Rena bangkit dari duduknya dan melenggang pergi meninggalkan sang ibu yang terlihat masih sangat kesal. Sesampainya dikamar Rena melemparkan tubuhnya ke ranjang. Ia berteriak sambil menutup wajahnya dengan bantal agar suaranya tidak terdengar darai luar.
" Arghhh brengsek, semua ngga kayak yang gue harepin. Brengsek brengsek brengsek! Raga bangsat, bisa-bisanya dia lebih cerdik. Gue ngga nyangka dia bisa nutup mulut gue bahkan sebelum gue bertindak lebih jauh. Sial, sekarang gue ngga dapet apa-apa. Haah, cuma tinggal mas kawin dan seserahan yang dia kasih ke gue waktu itu. Aah sia, bener-bener sial."

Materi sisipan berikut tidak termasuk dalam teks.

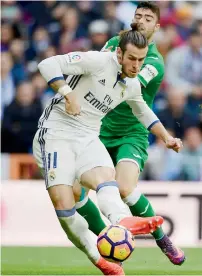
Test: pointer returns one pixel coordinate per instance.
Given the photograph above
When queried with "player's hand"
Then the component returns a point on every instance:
(71, 105)
(108, 49)
(174, 144)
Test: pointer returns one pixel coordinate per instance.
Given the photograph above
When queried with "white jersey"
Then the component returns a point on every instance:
(95, 80)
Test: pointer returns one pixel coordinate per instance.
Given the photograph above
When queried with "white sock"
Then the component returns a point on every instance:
(110, 202)
(76, 228)
(132, 198)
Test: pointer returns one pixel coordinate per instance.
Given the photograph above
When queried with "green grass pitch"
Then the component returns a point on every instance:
(70, 261)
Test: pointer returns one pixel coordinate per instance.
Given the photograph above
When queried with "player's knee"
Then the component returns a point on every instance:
(127, 174)
(62, 197)
(94, 177)
(77, 190)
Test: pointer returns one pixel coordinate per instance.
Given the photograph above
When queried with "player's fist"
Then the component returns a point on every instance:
(71, 105)
(174, 143)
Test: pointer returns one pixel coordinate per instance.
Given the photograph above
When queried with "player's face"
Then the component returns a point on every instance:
(132, 60)
(147, 22)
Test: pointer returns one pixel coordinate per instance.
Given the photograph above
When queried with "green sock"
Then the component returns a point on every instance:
(143, 208)
(92, 215)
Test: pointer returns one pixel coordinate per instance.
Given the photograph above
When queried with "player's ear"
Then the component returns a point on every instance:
(119, 53)
(157, 27)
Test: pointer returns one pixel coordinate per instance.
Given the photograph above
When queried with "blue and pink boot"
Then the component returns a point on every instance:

Rena sungguh tidak bisa melakukan apapun. Sidang putusan cerai sudah turun, kini dia sah berstatus sebagai janda. Kini dia dan Raga bukan lagi suami istri. Padahal awalnya dia kukuh sekali minta cerai dan paling bersemangat. Tapi setelah hakim ketok palu, dia sama sekali tidak merasa lega. Dia juga tidak merasa senang akan hal itu. Ini aneh bukan? Ya, seperti itulah memang yang Rena rasakan. Bahkan bisa dibilang ada sebuah penyesalan dalam dirinya bercerai dengan Raga.
"Sebenarnya ada apa? kok gue ngrasa gini ya. Bukannya seneng tapi ngrasa ada yang hilang. Gue butuh Jerez buat ngilangin gundah yang gue rasain."